The University of Sussex has won a High Court challenge against England’s higher education regulator over a finding that it had infringed on lawful free speech.
The university took legal action against the Office for Students (OfS) last year over the watchdog’s decision in March 2025 that the university had breached conditions of registration through its trans and non-binary equality policy statement.
The decision came after a more than three-year investigation following student protests related to the gender-critical views of former staff member Professor Kathleen Stock.
She resigned after the protests in response to her views in 2021, with the OfS finding the university’s policy had “a chilling effect” of possible self-censorship of students and staff on campus.

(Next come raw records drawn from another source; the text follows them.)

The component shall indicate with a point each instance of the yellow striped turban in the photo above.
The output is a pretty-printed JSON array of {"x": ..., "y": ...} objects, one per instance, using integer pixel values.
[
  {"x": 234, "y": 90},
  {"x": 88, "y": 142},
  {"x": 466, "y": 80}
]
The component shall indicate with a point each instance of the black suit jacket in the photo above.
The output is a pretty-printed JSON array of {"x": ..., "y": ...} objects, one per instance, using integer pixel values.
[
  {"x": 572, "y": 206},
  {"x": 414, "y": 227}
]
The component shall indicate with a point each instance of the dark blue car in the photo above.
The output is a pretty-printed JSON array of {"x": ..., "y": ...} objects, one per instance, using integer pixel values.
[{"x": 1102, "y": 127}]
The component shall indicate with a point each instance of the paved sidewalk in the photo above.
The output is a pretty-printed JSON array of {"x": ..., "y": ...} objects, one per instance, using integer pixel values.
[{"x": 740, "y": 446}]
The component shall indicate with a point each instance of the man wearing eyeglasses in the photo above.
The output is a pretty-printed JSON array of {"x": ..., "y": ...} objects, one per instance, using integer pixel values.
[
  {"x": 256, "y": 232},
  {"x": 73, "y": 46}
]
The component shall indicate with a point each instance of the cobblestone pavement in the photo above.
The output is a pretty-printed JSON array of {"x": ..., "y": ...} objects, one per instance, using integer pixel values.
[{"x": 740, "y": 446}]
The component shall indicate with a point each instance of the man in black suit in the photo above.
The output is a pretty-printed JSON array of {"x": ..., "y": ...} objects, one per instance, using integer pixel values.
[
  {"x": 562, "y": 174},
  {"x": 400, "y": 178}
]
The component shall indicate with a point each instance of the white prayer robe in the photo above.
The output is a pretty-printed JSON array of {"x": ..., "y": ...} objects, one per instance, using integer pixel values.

The OfS found the policy breached registration conditions and that the university had not acted in accordance with its internal rules for adopting policies, handing it a record £585,000 fine.
The university, which has more than 19,000 students, challenged the regulator’s decision at the High Court, telling a hearing in February that the OfS’s decision had “severe” consequences for the institution and on its reputation as a “bastion of free speech”.
The OfS defended the claim, telling the court the investigation was “careful and detailed” and “pursuant to a fair procedure”.
In a judgment on Wednesday, Mrs Justice Lieven ruled in the university’s favour, finding the OfS “misdirected itself”.
She also said the regulator’s decision was “vitiated by bias” as it approached the decision “with a closed mind and had therefore unlawfully predetermined the decision”.
The judge said the legal challenge did not concern “any of the issues or facts surrounding what happened to Professor Stock”, but instead “is concerned with whether the OfS erred in law, either in respect of its jurisdiction, its interpretation of the law, or the lawfulness of its process”.